A group of sustainability, industry, financial, and government professionals backed by the United Nations published a number of recommendations aimed at developing clearer requirements for net zero promises made by enterprises and other non-state entities and preventing greenwashing.
In March 2022, UN Secretary-General António Guterres convened the "High-Level Expert Group on the Net-Zero Emissions Commitments of Non-State Entities" to address the proliferation of net zero pledges emerging from companies, financial institutions, and local and regional governments, which vary widely in detail, robustness, and scope.
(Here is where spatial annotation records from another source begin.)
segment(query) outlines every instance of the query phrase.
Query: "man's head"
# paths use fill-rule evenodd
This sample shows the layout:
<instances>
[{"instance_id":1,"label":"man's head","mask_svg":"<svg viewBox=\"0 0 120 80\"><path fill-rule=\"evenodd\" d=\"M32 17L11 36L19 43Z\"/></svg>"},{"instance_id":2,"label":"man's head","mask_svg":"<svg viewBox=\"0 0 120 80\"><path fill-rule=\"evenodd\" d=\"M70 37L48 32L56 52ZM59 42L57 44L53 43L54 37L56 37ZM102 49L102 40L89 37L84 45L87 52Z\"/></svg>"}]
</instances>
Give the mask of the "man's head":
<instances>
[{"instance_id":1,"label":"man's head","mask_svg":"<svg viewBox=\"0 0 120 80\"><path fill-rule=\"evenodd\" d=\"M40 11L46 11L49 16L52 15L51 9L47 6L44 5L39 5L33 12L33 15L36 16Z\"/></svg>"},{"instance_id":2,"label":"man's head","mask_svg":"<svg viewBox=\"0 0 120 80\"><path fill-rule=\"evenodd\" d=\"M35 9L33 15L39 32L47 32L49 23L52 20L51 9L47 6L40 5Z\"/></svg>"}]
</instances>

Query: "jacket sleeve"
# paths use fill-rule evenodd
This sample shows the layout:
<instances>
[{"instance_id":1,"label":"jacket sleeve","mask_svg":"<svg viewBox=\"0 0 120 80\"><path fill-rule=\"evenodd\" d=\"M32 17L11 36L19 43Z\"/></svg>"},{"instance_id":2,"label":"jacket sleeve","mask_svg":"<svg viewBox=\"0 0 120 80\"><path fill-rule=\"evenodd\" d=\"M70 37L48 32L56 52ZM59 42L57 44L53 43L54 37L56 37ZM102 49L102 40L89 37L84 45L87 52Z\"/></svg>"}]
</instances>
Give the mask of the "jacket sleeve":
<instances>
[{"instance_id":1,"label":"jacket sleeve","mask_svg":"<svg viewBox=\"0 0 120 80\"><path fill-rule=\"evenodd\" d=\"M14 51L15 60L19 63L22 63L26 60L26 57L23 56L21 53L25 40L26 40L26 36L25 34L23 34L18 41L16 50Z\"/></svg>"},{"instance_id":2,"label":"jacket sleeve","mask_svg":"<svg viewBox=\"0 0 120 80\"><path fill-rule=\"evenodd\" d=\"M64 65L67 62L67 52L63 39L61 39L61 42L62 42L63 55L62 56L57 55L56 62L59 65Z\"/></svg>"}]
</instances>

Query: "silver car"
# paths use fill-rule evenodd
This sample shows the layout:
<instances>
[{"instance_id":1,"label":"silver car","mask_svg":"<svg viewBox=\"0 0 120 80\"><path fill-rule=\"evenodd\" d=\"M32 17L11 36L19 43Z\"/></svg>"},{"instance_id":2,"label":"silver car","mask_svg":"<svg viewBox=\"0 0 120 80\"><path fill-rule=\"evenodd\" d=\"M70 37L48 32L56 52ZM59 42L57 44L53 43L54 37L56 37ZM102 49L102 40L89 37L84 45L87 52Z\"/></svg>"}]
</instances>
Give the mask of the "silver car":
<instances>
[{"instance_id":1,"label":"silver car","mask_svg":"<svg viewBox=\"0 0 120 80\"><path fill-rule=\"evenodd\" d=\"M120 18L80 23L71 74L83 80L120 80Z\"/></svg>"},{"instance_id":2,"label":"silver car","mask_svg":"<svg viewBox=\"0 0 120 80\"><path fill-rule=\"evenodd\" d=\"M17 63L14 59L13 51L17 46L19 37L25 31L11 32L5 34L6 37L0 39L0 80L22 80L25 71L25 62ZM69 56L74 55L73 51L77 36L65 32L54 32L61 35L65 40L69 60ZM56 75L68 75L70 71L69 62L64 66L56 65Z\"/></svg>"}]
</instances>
Catherine McKenna, former Canadian Minister of Environment and Climate Change and Chair of the Expert Group, stated in the report's introduction that the group has established "tight definitions for what it means to be net zero and net zeroaligned," making it clear that "non-state actors require not only long-term pledges but also short-term science-based targets as well as detailed transition plans showing immediate emissions reductions and capital expenditures aligned with these"
McKenna noted that the report addresses concerns voiced by investors, consumers, and others "about the use of net zero pledges that facilitate greenwashing."
The report outlines ten main categories of recommendations, such as announcing a net-zero commitment and establishing targets, the use of voluntary credits, developing a transition plan, phasing out fossil fuels and scaling up renewable energy, aligning lobbying, just transition, increasing transparency and accountability, and accelerating the establishment of regulations.
The paper suggests that entities announcing a net zero commitment make their commitments public and provide a series of interim targets matched with IPCC or IEA net zero pathways to prevent warming to 1.5°C. Targets would be expected to be established within a year after committing to net-zero emissions, and would encompass emission reductions across the whole value chain and activities of the company. In addition, the proposals suggest that while carbon credit purchases can play a part in emission reduction efforts, businesses must prioritize deep emission reductions, and credits should not be considered toward the interim emissions reductions required under the net zero pathway.
In addition, the proposals suggest that all net-zero commitments should contain explicit targets for phasing out fossil fuels and a fully supported transition to renewable energy. For financial institutions, this would entail a pledge to cease financing exploration for new oil and gas fields, increase of oil and gas reserves, and oil production.
In order to promote openness, entities would be required to provide annually in a standardised format greenhouse gas data, net zero targets, and plans for attaining these targets.
The research also emphasizes the necessity for a transition to regulated net-zero requirements, including the creation of laws and standards for net-zero commitments, transition plans, and disclosure.
Commenting on the publication of the study at the COP27 climate summit, UN Secretary-General António Guterres urged "all government leaders to level the playing field for non-state entities to transition to a just, net-zero future."
We must have zero tolerance for greenwashing involving net-zero emissions.